Platform-level detection is being deployed. Phone carriers are developing STIR/SHAKEN-related AI voice detection. Social media platforms are expanding their synthetic media policies. None of this has eliminated the problem.
What actually helps
The Arup case and similar frauds succeed because of process failures, not just technical capabilities. Normal financial controls exist precisely to prevent unauthorized transfers: dual authorization, callback verification to known numbers, documentation requirements. When an attacker creates a sense of urgency and authority that bypasses these controls, the technical sophistication of the deepfake is almost secondary.
The most effective organizational defense is simple: any financial transfer above a threshold requires a callback to a pre-registered, verified number, initiated by the paying party, not by the caller. No exceptions for urgency. No overrides for the apparent seniority of the requester.
For personal protection, a pre-agreed code word between family members is the lowest-tech and most reliable defense against the grandparent scam variant. Something that would not appear in any public recording or document.
For identifying deepfake voice in real time, asking the caller to say something unexpected and contextually specific, a reference to a shared private memory, a question only they would know the answer to, is more reliable than any technical detection tool.
Frequently asked questions
Can voice cloning be done with audio from a phone call?
Yes, though call audio is often lower quality than professional recordings. Quality is improving on both ends. Some services explicitly advertise voice cloning from telephony samples.
How do I know if a call is using cloned audio?
Unnatural pauses during real-time voice conversion, slight lag between a question and the response, inability to answer personal questions the real person would know, resistance to unexpected conversational redirects. None of these are reliable individually. A code word arrangement is more dependable.
What should I do if I suspect I received a cloned-voice call?
Hang up.
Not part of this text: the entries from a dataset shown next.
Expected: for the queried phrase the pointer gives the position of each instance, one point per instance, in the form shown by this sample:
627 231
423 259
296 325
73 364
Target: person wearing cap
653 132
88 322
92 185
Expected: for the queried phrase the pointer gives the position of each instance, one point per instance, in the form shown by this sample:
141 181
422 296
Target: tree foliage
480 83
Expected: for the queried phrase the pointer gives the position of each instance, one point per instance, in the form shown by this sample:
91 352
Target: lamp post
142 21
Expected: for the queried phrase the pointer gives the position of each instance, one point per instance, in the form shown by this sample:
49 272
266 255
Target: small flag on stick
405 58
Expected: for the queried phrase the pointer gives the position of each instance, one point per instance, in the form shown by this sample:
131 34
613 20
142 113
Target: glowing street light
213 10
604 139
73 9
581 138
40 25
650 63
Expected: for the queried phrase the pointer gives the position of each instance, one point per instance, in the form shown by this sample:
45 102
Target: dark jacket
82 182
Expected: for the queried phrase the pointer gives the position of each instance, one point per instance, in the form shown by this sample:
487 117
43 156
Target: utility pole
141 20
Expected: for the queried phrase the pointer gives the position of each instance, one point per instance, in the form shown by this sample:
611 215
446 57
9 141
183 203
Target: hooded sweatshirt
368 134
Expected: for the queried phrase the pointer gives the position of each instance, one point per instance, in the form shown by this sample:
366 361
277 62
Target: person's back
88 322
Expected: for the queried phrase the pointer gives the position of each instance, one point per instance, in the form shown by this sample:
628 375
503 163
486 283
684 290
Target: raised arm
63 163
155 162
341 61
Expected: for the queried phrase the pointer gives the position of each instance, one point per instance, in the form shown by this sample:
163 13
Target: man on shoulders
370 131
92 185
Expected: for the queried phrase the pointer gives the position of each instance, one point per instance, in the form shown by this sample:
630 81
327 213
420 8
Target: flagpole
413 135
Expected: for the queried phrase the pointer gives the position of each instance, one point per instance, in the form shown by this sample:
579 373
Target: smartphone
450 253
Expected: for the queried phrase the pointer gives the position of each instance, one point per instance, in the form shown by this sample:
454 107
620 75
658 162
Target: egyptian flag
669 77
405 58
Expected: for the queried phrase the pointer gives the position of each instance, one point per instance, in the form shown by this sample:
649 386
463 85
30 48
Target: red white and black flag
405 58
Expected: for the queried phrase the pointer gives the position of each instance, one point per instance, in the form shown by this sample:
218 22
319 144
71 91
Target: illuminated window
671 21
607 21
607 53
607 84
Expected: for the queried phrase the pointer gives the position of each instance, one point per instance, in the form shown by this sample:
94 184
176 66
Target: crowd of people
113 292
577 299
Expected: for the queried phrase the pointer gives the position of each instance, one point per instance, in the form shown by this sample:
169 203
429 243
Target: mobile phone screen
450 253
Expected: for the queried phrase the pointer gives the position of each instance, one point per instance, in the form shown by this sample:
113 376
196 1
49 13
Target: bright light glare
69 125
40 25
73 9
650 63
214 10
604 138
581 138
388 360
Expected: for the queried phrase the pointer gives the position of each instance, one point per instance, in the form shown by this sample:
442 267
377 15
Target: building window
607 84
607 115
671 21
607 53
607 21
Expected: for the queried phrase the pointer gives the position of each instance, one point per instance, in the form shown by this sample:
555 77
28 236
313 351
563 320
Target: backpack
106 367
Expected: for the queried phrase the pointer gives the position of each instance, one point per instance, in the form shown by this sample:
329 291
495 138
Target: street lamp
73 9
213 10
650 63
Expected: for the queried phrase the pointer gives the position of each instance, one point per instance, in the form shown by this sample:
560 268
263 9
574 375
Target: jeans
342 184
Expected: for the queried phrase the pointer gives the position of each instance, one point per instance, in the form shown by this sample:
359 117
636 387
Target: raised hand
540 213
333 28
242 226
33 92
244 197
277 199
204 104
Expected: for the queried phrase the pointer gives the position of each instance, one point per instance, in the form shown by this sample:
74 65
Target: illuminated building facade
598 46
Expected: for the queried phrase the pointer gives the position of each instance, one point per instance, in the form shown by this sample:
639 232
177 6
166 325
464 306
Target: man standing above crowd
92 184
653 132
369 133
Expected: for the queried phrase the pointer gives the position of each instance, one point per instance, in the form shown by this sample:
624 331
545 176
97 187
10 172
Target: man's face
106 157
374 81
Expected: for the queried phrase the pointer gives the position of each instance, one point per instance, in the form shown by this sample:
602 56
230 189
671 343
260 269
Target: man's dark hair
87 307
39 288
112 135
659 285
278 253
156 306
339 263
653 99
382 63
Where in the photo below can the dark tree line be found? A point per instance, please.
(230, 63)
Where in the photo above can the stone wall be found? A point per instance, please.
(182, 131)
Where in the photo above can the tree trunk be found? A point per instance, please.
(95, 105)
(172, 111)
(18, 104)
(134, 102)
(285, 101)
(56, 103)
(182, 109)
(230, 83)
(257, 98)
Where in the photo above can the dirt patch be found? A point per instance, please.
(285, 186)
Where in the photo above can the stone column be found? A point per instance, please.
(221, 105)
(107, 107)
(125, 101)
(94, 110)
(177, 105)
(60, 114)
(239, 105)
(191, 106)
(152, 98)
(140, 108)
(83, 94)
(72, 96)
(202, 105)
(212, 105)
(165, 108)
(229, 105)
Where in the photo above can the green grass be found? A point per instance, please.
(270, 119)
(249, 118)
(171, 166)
Call the person back on a number you already have for them, not on any number the caller provided. Do not transfer money or share credentials before verification.
Are companies legally responsible if they are defrauded by deepfakes?
Liability depends on jurisdiction and the specifics of the fraud. In the Arup case, the company bore the loss initially and pursued recovery through insurance and legal channels. Financial institutions may have obligations to detect and prevent fraudulent transfers regardless of the mechanism.